9h30 – 10h15 : Stefano UGOLINI, Maître de conférences en sciences économiques, Sciences Po Toulouse, LEREPS

La coévolution des futurs et des passés économiques

10h15 – 11h : Gaël PLUMECOCQ, Chargé de recherche en économie, INRA Toulouse

Temps, économie et environnement. Une mise en perspective à partir de la socio-économie écologique

11h – 11h15 : Pause

11h15 – 12h : Olivier PILMIS, Chargé de recherche CNRS, sociologie, CSO

Ce que se tromper veut dire. Les enjeux de « l’erreur » dans le monde de la prévision macroéconomique

12h – 12h45 : Thomas ANGELETTI, Post-doctorant, Max Planck Institute for the Study of Societies, Germany

Comment garantir l’avenir ? Conflits autour du Libor et division des responsabilités

12h45 – 14h00 : Buffet (salle F315)

14h00 – 14h45 : Martin GIRAUDEAU et Frédéric GRABER, Lecturer, Department of Accounting, London School of Economics / Centre de recherches historiques (EHESS-CNRS)

Les projets : une histoire politique (17e-21e siècles)

14h45 – 15h30 : Frédéric GRABER, Chargé de recherche CNRS, histoire, Centre de recherches historiques, EHESS-CNRS

Anticipation savante dans les projets d’adduction d’eau aux 18e et 19e siècles

15h30 – 15h45 : Pause

15h45 – 16h30 : Franck COCHOY, Professeur de sociologie, Université Toulouse – Jean Jaurès, CERTOP

Des vertus du design intelligent laïc : comment l’entrepreneur Howard Head a façonné le futur pour le marché du ski (1947-1949)

16h30 – 17h15 : Roland CANU, Maître de conférences en sociologie, Université Toulouse – Jean Jaurès, CERTOP

Lire l’avenir économique dans la presse journalistique


Présentation

La maîtrise du temps, autant que son accélération, figure parmi les caractéristiques de la modernité. Elle renvoie à un processus, la rationalisation des activités humaines, bien connu des sociologues, notamment depuis les travaux de Max Weber. Agir rationnellement dans le présent, c’est élargir le bornage des temporalités de l’action et anticiper les conséquences possibles de ses actes dans différentes représentations de l’avenir. Cette volonté de maîtrise et de contrôle contribue à désacraliser le futur. Désormais, et même si bien sûr les deux cohabitent, les prédictions eschatologiques se trouvent en effet largement contestées et noyées par/dans les prévisions scientifiques, raisonnées et calculées qui alimentent un véritable « marché du futur ». Alors que les premières acceptent un découplage net entre présent et avenir – focalisant davantage sur la survenue d’un événement inattendu –, les secondes reposent justement sinon sur une linéarité du temps du moins sur un couplage logique entre plusieurs séquences temporelles. La prévision vaut, de ce point de vue, essentiellement par la robustesse mesurée du lien qu’entretiennent passé, présent et futur.

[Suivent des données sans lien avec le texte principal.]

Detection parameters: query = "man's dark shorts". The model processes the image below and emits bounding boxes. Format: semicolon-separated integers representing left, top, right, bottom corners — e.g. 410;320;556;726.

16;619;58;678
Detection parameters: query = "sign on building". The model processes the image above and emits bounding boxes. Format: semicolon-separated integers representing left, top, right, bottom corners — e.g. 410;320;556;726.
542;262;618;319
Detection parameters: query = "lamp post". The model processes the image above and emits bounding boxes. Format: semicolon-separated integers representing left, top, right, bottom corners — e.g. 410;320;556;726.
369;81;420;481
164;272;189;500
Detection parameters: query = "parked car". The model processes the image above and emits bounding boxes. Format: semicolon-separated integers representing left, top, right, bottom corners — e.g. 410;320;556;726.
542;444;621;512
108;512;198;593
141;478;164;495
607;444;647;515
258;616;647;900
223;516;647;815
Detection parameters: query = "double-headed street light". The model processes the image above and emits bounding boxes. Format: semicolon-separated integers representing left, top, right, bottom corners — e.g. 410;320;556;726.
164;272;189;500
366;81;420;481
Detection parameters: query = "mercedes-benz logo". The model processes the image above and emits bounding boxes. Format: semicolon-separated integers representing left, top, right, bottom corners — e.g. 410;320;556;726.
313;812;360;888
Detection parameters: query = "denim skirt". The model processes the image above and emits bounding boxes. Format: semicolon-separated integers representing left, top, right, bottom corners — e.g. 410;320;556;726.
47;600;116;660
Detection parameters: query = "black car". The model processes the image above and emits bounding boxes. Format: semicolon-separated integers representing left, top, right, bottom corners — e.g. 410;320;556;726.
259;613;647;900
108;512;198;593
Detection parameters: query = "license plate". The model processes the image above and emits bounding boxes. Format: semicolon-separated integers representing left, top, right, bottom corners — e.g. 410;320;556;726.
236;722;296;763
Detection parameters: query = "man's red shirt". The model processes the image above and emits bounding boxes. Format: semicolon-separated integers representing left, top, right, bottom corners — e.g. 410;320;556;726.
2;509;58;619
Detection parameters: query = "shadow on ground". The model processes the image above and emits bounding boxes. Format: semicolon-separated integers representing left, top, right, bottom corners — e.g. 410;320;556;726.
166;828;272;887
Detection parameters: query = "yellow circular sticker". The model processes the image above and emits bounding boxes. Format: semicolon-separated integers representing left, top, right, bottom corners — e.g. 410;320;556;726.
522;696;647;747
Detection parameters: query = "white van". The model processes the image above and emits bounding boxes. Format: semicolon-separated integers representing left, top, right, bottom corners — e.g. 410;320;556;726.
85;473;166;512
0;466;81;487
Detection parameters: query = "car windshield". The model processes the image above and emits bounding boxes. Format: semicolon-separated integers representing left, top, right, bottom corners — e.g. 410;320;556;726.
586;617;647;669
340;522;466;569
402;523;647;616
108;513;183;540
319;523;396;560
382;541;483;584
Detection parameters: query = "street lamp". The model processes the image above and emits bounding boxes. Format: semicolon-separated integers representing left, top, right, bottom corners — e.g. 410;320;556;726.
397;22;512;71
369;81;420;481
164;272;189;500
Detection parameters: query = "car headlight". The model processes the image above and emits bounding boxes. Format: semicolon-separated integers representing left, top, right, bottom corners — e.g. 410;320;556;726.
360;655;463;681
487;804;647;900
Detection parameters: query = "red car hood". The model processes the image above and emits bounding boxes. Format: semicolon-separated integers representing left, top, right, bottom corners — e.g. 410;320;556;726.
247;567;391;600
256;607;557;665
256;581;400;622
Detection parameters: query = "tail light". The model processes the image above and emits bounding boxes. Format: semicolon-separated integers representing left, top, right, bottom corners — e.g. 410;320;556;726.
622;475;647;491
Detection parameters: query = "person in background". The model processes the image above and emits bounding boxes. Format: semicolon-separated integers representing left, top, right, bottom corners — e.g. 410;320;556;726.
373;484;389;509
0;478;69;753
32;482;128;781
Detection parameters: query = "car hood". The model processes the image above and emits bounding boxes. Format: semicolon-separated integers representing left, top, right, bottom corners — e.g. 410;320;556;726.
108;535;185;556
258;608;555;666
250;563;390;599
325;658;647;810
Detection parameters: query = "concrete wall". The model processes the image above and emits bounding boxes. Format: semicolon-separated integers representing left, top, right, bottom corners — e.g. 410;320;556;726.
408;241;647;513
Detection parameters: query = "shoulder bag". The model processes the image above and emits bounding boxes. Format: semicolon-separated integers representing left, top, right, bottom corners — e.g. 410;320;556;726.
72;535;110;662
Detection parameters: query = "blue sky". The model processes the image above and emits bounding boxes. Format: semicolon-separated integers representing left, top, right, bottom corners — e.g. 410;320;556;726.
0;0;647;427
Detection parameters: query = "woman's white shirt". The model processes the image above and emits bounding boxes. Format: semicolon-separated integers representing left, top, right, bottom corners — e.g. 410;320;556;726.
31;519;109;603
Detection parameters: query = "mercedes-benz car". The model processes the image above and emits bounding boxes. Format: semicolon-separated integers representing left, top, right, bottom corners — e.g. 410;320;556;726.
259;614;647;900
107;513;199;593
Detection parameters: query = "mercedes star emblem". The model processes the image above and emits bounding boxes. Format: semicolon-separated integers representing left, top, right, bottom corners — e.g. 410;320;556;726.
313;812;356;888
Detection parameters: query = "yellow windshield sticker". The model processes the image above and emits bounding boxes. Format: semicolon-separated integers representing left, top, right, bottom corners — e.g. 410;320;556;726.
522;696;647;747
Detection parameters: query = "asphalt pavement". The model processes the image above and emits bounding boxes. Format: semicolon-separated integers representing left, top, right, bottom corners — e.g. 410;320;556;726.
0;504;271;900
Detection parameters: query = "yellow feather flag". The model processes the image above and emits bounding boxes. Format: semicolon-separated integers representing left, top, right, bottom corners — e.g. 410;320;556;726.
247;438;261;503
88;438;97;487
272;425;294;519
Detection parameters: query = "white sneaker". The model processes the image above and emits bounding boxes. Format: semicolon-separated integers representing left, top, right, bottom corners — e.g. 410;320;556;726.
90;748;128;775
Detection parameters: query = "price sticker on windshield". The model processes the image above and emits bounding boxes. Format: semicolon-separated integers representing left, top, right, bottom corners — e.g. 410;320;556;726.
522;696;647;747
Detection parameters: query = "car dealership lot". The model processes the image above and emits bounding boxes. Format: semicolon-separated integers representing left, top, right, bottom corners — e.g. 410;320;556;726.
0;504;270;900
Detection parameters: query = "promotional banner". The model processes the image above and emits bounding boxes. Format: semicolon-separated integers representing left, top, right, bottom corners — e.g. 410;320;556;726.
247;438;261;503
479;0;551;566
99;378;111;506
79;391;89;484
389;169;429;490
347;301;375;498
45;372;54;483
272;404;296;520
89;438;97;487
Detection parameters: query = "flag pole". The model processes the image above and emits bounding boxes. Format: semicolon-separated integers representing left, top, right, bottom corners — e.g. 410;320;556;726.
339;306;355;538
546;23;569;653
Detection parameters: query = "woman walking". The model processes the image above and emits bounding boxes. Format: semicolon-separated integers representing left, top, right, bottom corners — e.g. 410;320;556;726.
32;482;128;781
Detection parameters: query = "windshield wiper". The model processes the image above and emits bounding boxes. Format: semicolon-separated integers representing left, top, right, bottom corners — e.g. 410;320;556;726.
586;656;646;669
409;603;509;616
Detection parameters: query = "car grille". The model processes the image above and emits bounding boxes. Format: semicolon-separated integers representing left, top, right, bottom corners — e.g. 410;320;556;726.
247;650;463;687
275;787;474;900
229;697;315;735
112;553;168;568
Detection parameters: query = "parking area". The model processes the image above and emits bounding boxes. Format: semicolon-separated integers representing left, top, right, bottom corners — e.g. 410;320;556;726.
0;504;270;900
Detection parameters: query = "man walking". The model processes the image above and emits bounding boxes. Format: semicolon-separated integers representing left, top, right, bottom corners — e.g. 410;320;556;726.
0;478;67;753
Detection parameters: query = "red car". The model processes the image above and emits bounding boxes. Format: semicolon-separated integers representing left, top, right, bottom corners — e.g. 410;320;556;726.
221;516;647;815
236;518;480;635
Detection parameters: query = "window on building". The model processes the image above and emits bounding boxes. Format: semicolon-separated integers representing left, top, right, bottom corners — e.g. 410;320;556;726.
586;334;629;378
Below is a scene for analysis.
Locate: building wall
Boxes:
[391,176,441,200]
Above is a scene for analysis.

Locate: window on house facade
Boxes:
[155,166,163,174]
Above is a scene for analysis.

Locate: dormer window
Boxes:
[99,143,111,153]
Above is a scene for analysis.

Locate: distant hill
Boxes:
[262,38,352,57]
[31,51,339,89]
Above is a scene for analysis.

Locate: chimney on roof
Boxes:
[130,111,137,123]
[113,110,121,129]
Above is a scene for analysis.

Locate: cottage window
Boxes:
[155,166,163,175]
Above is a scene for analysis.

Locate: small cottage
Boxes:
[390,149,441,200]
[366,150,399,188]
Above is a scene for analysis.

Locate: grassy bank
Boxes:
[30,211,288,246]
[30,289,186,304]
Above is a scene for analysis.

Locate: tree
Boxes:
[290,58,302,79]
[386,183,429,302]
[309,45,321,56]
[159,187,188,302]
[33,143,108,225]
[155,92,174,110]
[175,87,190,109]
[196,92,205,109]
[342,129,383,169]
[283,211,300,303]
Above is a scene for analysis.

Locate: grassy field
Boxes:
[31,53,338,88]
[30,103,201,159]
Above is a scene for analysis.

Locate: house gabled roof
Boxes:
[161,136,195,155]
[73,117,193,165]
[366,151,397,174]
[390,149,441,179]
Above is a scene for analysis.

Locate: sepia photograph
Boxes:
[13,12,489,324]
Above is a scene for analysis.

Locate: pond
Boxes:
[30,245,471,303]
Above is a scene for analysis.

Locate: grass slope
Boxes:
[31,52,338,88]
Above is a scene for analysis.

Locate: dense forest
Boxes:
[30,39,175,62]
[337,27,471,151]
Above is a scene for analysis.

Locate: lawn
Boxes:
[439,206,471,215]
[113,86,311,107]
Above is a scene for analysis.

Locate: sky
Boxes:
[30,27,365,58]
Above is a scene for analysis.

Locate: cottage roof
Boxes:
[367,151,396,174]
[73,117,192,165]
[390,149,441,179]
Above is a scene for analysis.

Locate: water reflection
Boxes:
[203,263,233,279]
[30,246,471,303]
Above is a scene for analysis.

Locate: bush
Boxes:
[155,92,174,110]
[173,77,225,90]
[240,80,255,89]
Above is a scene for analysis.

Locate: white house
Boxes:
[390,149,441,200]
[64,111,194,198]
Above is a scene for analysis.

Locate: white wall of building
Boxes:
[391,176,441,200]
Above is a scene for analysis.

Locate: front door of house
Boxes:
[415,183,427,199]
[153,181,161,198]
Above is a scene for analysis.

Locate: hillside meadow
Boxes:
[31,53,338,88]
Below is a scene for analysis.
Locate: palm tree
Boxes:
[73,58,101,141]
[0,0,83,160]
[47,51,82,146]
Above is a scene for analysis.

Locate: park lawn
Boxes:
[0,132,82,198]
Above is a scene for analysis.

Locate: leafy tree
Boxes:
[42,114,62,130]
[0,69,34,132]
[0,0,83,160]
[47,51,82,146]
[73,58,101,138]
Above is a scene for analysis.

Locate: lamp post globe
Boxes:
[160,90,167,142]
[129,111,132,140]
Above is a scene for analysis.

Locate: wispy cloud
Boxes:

Si les sciences humaines et sociales manipulent ce dernier avec une certaine prudence, le plus souvent soucieuses d’en rester à l’étude objective des faits observables et d’éviter une confrontation trop brutale avec leur limite prémonitoire face à des objets d’étude parfois lunatiques, d’autres ont à l’inverse valorisé cette capacité à prévoir. Que la science économique soit de celles-là n’est pas surprenant, pour deux raisons au moins. D’une part, parce que l’univers économique (entendu au sens large d’économie-discipline et d’économie-pratique), à l’instabilité pourtant endémique, est gouverné par un impératif de prévision. Une action intéressée n’est en effet rationnelle dans le présent qu’à l’aune d’une représentation de sa rentabilité future tout à la fois déterminée (par l’action dans le présent) et déterminante (pour l’action dans le présent). Dans le premier cas, le lien engage un travail susceptible d’établir les contours d’une prévision pertinente à partir des actions déjà menées ou sur le point de l’être ; dans le second cas, il engage un travail d’appariement entre la prévision établie et une activité en train de se faire. D’autre part, le rapport privilégié qu’entretient l’économie et son avenir n’est pas surprenant parce que la fabrique d’un futur prévisible est adossée à la puissance de calcul déployée par les acteurs, quelle que soit leur taille, à la fois pour stabiliser des représentations fiables du monde déjà là et pour esquisser celles du monde des possibles. Ainsi, et parce que l’économie tout entière fonctionne comme un « dispositif de calcul », les acteurs qui investissent cet univers s’efforcent naturellement d’élargir les « espaces de calculabilité » et d’endogénéiser des avenirs dans leur équation, qu’ils cherchent à les décrire et/ou à les performer.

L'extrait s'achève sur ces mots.